Ensure that your accelerator is properly set up using vendor-specific installation methods.

Within the virtualenv for backend.ai-agent, additionally install accelerator plugin packages such as backend.ai-accelerator-cuda-open. Restart the agent.

You also need to configure agent.toml’s [agent].allow-compute-plugins with the full package path (e.g., ai.backend.accelerator.cuda_open) to activate them.

Setting Up Multiple Nodes Cluster

Please refer Setting Up Additional Agents (multi-node).

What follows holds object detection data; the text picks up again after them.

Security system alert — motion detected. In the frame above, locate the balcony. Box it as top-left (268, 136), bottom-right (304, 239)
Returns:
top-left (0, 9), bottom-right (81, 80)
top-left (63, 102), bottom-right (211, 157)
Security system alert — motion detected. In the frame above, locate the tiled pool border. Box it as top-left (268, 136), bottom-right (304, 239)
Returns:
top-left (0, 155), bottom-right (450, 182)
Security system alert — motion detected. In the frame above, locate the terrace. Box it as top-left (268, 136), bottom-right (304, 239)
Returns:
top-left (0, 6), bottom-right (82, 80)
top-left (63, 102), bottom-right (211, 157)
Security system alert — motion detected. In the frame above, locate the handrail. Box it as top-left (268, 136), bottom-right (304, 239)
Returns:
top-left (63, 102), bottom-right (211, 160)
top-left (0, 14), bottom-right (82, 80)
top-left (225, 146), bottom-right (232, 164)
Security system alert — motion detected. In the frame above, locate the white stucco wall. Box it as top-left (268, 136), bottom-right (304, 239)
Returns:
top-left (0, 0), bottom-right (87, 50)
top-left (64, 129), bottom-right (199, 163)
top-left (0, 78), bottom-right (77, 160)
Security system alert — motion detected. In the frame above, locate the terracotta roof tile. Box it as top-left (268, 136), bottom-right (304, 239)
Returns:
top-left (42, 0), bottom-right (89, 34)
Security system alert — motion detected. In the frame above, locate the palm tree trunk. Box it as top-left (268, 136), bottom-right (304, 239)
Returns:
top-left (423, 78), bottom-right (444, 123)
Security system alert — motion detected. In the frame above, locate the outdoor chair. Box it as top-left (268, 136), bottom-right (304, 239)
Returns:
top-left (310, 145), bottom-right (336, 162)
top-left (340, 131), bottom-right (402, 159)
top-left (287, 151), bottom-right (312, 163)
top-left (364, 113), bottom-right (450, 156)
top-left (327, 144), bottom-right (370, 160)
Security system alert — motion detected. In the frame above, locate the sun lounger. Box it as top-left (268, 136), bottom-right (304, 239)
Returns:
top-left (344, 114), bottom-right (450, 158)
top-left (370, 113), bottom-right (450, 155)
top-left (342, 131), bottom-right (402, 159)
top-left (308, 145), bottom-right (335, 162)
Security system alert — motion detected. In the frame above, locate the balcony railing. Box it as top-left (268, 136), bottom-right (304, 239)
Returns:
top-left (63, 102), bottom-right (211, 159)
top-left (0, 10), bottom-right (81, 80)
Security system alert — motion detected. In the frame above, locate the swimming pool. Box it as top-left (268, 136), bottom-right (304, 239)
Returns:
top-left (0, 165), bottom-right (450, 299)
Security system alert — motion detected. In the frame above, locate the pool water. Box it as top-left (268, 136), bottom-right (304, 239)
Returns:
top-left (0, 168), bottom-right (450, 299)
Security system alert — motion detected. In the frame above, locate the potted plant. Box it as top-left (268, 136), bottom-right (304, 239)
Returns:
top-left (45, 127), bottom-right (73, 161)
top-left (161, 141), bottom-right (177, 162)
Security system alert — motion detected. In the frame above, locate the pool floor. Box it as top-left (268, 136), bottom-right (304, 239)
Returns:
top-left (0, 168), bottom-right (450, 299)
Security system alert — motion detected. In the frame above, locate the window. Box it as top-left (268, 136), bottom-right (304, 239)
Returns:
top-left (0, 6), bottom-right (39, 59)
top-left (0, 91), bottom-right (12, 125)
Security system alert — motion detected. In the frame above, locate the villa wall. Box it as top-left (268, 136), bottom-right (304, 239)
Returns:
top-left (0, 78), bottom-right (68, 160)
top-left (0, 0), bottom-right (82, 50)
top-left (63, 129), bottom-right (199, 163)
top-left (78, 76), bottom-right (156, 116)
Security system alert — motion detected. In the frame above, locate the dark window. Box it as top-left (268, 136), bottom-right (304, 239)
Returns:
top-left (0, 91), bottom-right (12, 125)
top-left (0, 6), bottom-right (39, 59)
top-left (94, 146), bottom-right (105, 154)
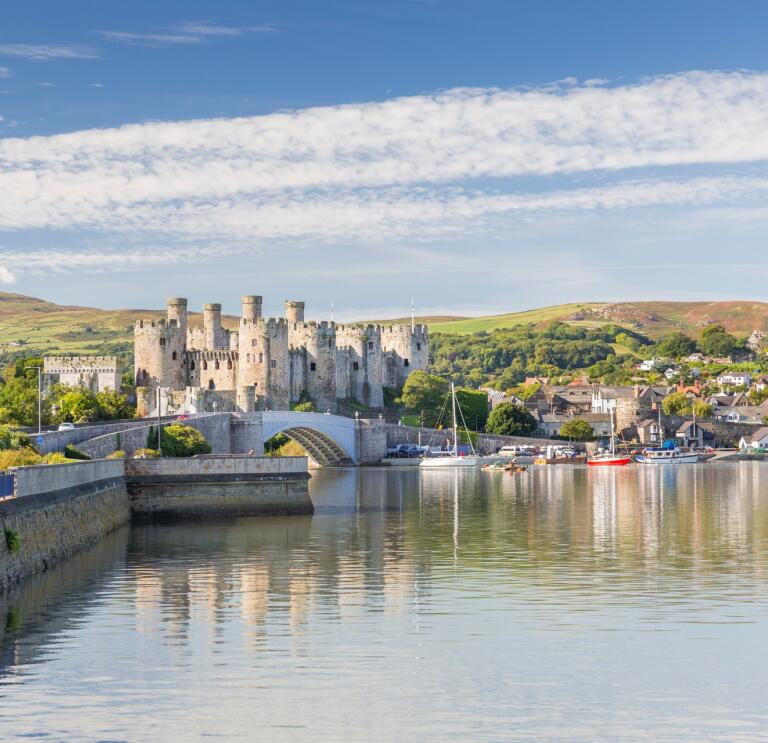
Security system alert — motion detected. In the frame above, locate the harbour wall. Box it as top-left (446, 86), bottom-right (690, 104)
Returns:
top-left (0, 455), bottom-right (314, 592)
top-left (0, 460), bottom-right (130, 590)
top-left (126, 456), bottom-right (314, 519)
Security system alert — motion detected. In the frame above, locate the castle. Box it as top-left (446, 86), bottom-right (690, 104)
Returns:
top-left (134, 296), bottom-right (429, 415)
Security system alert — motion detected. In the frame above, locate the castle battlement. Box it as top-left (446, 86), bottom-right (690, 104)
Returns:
top-left (134, 294), bottom-right (428, 412)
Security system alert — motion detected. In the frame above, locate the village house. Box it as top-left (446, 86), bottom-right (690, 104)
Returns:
top-left (739, 426), bottom-right (768, 449)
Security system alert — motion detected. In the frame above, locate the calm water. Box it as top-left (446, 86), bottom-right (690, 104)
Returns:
top-left (0, 463), bottom-right (768, 742)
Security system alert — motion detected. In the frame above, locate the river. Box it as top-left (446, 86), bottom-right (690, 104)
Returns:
top-left (0, 462), bottom-right (768, 743)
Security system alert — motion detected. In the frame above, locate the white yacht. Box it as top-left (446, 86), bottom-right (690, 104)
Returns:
top-left (419, 382), bottom-right (480, 468)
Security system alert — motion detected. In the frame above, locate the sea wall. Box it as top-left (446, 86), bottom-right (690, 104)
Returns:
top-left (0, 460), bottom-right (130, 590)
top-left (126, 455), bottom-right (314, 519)
top-left (77, 413), bottom-right (236, 459)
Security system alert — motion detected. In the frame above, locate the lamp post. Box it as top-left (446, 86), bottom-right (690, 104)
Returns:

The only difference is that you won’t need to configure Pants, but just follow the above instructions to set up Python virtualenvs and install the agent packages for each agent node.

Setting Up Shared Storage

To make vfolders working properly with multiple nodes, you must enable and configure Linux NFS to share a specific directory of the manager node or make a dedicated storage node exposing its volume via NFS (recommended). You must mount it in the same path in all manager and agent nodes.

It is recommended to unify the UID and GID of the storage-proxy service, all of the agent services across nodes, container UID and GID (configurable in agent.toml), and the NFS volume.